Thursday, Jan. 03 2013 4:33PM
Loss, fear, hope and moving on
A Cappies review
What exactly are acts of God? Are they miracles, beauty, and life? Or are acts of God something darker like death, destruction, and disasters? This is the question posed in Summit Christian Academy’s production of “Acts of God,” a play that deals with the struggles of a town and the people who reside there in the aftermath of an F3 tornado. Some are relatively unaffected, while others lose everything.
In this ensemble-type cast, several performances stand out. Nicki Murff portrays Kelsey Gerling, a girl whose mother perishes during the tornado. Murff’s performance is effortless and realistic, especially during a scene in which her character grieves at her mother’s funeral. Murff’s delivery is never melodramatic, and she successfully continues to develop her character throughout the show.
As reluctant hero Zach Mencherian, Easton Parks expertly explores his character’s psyche, delivering several powerful monologues. Parks lends a certain straightforwardness and honesty to his character, allowing him to be convincingly filled with angst at times, and humorous at others.
Hannah Zizza delivers an outstanding dramatic performance as Kim Packard, a shy introverted girl who is at work the night of the tornado. Zizza passionately executes a monologue in Act II that recounts how her character’s boyfriend dies in the storm, and the pain that she experiences while talking to him on the phone as he dies.
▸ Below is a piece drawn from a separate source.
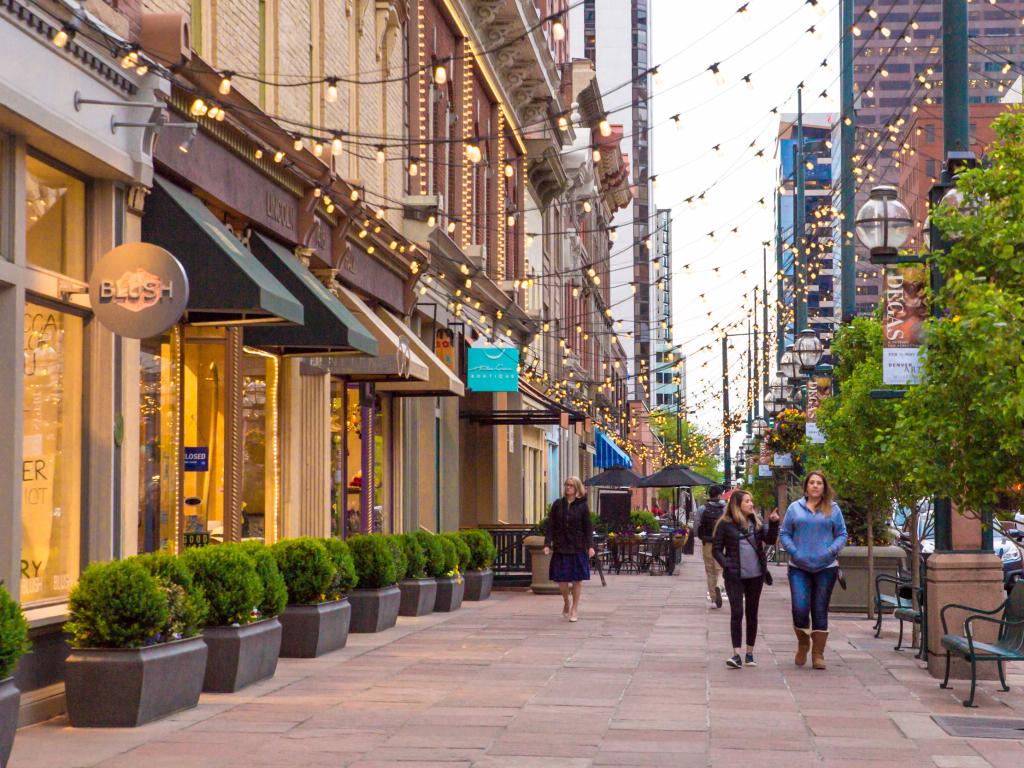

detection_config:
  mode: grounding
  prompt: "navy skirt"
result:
[548,552,590,582]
Zizza’s delivery is raw, intensely human, and could evoke sympathy from even the hardest of hearts.
The technical elements of “Acts of God” are all precise and keep the show running smoothly. The stage crew, managed by Corin Hoke and Jake Salm, is silent, efficient, and precise. Make-up by Kylee Schuh is appropriately modern, as are the props by Belle Schooley. All of the performers are easily heard, thanks to the sound crew, and the lighting fits well with each scene. The set by Lawrence Reilly is effectively flexible and functional, and serves the many scenes in the play well.
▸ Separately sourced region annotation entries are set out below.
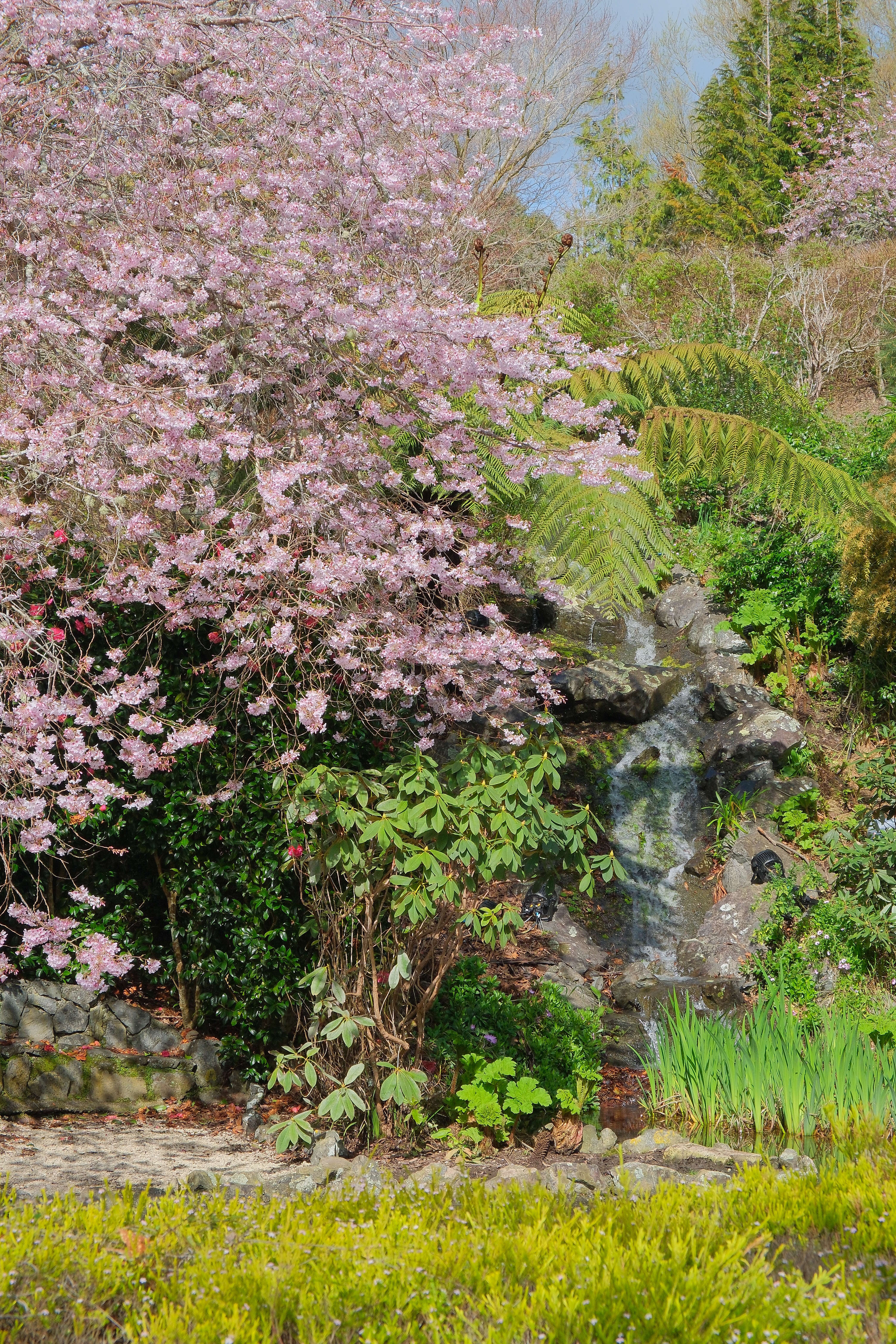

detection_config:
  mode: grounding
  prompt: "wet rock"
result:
[28,980,61,1017]
[654,583,721,630]
[0,984,28,1027]
[579,1125,617,1157]
[149,1069,193,1101]
[547,604,626,648]
[750,849,784,884]
[631,747,660,774]
[703,681,771,720]
[59,985,101,1011]
[269,1163,342,1199]
[600,1012,650,1069]
[703,706,805,775]
[688,607,750,653]
[402,1163,467,1189]
[721,825,793,896]
[181,1171,215,1192]
[551,659,681,723]
[613,961,658,1009]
Some lighting cues are early, and at times some cast members speak too quickly or fumble lines, but these are minor problems, and the show’s message is not lost.
The cast and crew of Summit Christian Academy’s production of “Acts of God” take on the difficulties of this meaningful piece of theatre and succeed in creating a believable portrayal of loss, despair, bravery, hope, and the ability to move on after a natural disaster.